You can use filename_to_entity to create a Thing entity relation containing the entity hashes for every URI in the LUBM dataset:

// model
 
module LUBM
    with Transform[lubm_csv] use filename_to_entity
 
    def Thing(e) { filename_to_entity(_, e) }
end

Next, you’ll transform the values from the columns of each CSV file into value types and assign them to the right entity.

Properties

Each entity corresponds to a row of data in one of the LUBM CSV files. Each column in the row represents a property of that entity. For example, University entities have :id, :name, :type, and :uri properties.

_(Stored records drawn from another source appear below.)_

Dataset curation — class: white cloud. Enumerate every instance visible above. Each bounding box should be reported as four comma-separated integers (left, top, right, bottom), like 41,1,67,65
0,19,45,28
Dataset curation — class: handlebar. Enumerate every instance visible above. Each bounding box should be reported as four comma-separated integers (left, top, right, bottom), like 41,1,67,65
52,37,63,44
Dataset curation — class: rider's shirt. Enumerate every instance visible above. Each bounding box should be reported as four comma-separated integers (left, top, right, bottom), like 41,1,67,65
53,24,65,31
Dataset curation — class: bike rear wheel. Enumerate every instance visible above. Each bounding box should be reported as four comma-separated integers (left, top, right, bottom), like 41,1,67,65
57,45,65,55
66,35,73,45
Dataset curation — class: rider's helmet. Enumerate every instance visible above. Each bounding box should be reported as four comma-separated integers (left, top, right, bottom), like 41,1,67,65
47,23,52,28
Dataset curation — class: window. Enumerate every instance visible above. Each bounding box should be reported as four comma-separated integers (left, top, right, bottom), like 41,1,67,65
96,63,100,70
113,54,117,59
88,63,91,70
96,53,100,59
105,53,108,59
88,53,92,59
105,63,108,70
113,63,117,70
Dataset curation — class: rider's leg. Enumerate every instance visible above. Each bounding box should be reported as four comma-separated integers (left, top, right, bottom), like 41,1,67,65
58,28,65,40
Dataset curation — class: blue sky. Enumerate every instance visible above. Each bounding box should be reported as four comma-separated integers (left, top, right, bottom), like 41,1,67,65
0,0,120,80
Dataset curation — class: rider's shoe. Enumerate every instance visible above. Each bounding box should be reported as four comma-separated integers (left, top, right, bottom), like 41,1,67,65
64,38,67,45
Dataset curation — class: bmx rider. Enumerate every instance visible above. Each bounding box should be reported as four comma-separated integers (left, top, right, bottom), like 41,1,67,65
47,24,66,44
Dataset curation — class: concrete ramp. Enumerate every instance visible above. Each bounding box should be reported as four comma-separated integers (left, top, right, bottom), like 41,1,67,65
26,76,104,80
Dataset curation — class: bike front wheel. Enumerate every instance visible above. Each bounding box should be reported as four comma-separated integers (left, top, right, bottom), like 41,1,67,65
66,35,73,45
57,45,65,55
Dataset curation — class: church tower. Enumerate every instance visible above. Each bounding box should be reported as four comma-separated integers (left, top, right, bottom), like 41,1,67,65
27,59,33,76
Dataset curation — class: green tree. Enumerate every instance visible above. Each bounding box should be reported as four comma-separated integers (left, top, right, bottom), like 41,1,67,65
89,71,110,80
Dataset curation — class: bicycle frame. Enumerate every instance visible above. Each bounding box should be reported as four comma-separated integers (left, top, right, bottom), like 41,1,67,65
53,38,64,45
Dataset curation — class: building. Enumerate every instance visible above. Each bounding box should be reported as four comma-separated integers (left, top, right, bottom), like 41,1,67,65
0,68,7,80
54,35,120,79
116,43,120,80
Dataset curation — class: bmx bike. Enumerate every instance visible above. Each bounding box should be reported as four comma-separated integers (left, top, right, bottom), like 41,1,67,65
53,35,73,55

The Transform:assign_property relation assigns entities to values for their properties:

// model
 
@outline
module Transform[CSV]
    @ondemand
    def assign_property[property_name, PropertyType](e, v) {
        exists(csv_name, property_val, filepos, id :
            CSV(csv_name, property_name, filepos, property_val)
            and CSV(csv_name, :id, filepos, id)
            and LUBM:^Thing(id, e)
            and PropertyType(property_val, v)
        )
    }
end

This property assignment not only associates a property value with its entity, but also gives the property value a semantic meaning. It does so by first converting the property value into a value type via v = PropertyType[property_val]. Later in this guide, you’ll define value types for the various properties that entities can have.

Here’s an example of how to use assign_property to give the URI values semantic meaning and assign them to their corresponding entities:

// read query
 
@inline
def T = Transform[lubm_csv]
 
value type Uri = String
def has_uri = T:assign_property[:uri, ^Uri]
 
def output = top[5, has_uri]

The relation assign_property is useful for transforming string- and numeric-valued properties into value types, but it isn’t ideal for properties with boolean values.

Boolean Properties

The :research_assistant property is boolean. It can either have the value boolean_true or boolean_false. It’s idiomatic in Rel to store only facts that are true, rather than define a boolean value type and track true and false values.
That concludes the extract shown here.